Australian businessman and politician (1845–1936)

William Patrick (10 February 1845 – 26 June 1936) was an Australian businessman and politician who was a member of the Legislative Council of Western Australia from 1904 to 1916, representing Central Province.

Patrick was born in Stevenston, Ayrshire, Scotland, to Jean (née Paton) and John Patrick. He was educated in Lochwinnoch and Glasgow, studying law for a period, and then worked in Glasgow's commercial sector. Patrick emigrated to Australia in 1881, setting up as a merchant and auctioneer in Kapunda, South Australia. He came to Western Australia in 1897, during the gold rush, and worked for periods as a storekeeper at Day Dawn and a shopkeeper at Cue (with his brother).

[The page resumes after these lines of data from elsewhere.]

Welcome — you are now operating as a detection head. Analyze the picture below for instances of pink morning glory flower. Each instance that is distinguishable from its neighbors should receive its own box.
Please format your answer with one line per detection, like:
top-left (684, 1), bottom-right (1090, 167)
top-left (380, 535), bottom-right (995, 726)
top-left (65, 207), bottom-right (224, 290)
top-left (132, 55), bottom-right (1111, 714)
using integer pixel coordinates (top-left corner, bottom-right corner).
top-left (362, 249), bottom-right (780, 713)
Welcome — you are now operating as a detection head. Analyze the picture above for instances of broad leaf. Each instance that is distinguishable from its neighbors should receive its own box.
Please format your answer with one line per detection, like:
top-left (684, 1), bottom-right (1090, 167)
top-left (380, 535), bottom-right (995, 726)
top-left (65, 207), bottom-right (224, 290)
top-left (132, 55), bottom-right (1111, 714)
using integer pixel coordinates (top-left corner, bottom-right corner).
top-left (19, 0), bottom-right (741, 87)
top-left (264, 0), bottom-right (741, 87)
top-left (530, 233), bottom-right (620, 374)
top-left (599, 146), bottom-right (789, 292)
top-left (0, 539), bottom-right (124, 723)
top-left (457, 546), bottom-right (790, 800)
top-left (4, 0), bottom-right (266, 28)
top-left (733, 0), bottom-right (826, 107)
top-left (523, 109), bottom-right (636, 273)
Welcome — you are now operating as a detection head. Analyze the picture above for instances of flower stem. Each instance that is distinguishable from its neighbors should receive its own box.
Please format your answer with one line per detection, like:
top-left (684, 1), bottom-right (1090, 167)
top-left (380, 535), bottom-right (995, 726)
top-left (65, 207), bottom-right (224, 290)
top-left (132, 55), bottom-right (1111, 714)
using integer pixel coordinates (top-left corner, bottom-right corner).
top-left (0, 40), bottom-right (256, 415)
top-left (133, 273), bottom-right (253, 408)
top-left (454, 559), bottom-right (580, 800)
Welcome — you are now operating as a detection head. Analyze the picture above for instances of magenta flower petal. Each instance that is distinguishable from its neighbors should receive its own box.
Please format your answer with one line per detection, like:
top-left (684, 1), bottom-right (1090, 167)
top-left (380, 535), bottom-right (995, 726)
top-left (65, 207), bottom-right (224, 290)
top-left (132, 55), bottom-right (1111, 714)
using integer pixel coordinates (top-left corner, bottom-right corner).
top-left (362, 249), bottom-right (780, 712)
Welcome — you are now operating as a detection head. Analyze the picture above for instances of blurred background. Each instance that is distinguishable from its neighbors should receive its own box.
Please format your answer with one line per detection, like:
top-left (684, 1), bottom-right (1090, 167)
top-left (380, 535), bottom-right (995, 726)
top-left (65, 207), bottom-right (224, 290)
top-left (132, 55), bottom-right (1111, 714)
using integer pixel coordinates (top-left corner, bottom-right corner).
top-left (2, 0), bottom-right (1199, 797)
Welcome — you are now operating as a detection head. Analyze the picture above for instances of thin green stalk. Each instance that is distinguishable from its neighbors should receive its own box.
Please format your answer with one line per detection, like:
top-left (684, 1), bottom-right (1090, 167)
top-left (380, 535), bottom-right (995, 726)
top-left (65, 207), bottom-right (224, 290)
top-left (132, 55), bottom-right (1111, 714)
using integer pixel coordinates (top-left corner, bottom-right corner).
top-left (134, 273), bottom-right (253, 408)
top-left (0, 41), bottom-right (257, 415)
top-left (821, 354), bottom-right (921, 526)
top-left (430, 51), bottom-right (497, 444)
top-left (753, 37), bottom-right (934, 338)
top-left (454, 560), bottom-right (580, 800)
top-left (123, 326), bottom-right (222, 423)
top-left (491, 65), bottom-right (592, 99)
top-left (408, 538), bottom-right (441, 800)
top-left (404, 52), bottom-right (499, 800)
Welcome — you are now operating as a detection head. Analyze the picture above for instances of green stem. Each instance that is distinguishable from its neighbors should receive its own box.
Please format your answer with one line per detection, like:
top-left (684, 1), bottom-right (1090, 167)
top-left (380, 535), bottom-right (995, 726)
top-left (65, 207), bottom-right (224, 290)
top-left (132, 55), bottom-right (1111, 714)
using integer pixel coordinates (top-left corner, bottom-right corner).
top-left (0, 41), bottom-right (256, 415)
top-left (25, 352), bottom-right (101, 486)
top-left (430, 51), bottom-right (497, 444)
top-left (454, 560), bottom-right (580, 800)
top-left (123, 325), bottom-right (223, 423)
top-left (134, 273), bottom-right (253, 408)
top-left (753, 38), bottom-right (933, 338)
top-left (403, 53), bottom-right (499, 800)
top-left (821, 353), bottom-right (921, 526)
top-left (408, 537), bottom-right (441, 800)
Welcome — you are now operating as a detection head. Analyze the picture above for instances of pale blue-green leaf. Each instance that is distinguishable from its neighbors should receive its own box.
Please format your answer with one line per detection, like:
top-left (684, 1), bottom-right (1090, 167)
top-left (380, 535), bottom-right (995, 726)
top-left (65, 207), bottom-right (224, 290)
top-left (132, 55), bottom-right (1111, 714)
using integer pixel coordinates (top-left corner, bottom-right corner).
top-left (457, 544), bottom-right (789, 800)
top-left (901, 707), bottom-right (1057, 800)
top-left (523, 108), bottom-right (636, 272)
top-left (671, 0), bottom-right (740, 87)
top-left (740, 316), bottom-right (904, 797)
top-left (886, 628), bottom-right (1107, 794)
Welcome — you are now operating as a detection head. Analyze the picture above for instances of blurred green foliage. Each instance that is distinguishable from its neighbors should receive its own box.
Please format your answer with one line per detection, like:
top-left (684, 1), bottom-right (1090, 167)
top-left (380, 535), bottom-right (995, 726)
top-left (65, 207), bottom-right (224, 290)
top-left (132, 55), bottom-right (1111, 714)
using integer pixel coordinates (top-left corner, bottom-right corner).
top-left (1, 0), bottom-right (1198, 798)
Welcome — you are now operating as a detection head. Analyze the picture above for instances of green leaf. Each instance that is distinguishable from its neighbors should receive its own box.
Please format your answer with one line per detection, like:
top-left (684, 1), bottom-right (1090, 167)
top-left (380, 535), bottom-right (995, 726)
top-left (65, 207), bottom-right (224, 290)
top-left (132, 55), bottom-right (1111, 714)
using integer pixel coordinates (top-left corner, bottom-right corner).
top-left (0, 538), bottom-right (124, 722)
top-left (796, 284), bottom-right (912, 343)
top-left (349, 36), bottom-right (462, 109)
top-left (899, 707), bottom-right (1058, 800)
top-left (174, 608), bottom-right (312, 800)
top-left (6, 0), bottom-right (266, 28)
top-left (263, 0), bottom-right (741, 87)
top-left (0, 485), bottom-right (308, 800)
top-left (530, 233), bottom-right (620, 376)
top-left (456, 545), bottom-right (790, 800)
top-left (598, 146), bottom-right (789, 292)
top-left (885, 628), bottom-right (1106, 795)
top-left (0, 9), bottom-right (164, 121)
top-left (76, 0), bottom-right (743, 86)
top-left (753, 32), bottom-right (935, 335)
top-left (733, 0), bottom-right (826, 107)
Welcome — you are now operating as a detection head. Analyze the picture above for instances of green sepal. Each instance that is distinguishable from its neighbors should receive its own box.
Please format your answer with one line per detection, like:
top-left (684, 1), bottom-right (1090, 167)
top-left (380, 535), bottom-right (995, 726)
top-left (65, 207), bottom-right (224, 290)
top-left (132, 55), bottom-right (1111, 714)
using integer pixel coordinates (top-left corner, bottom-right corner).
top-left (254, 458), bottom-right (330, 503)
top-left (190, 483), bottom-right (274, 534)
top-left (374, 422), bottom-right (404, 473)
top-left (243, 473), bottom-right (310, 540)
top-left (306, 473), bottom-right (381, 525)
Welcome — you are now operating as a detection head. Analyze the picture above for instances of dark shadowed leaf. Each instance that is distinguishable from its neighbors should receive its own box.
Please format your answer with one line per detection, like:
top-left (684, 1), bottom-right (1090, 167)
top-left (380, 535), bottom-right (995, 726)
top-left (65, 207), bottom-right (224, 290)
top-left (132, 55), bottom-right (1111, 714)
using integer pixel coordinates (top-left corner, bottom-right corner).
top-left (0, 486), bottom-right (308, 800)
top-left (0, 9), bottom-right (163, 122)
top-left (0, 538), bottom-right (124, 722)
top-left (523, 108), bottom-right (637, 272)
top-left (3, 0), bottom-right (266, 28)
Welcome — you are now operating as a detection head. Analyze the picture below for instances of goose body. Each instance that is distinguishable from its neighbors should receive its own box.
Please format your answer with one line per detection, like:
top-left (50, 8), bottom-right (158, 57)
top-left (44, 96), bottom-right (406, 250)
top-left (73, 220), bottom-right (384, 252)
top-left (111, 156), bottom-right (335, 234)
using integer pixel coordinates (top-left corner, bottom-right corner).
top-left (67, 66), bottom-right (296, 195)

Having previously served on the Cue Municipal Council, Patrick first stood for parliament at the 1901 state election, but was defeated by Frederick Illingworth in the seat of Cue (a Legislative Assembly electorate). In 1904, he was elected to the Legislative Council, defeating Con O'Brien (a sitting member) in Central Province. Patrick was re-elected in 1910, and in 1914 switched from the Liberal Party to the newly formed Country Party. He lost his seat in 1916 to Labor's James Hickey. Patrick died in Perth in 1936, aged 91. He had married Jane Walker in 1873, with whom he had six children. One of his sons, William Patrick Jr., also entered parliament.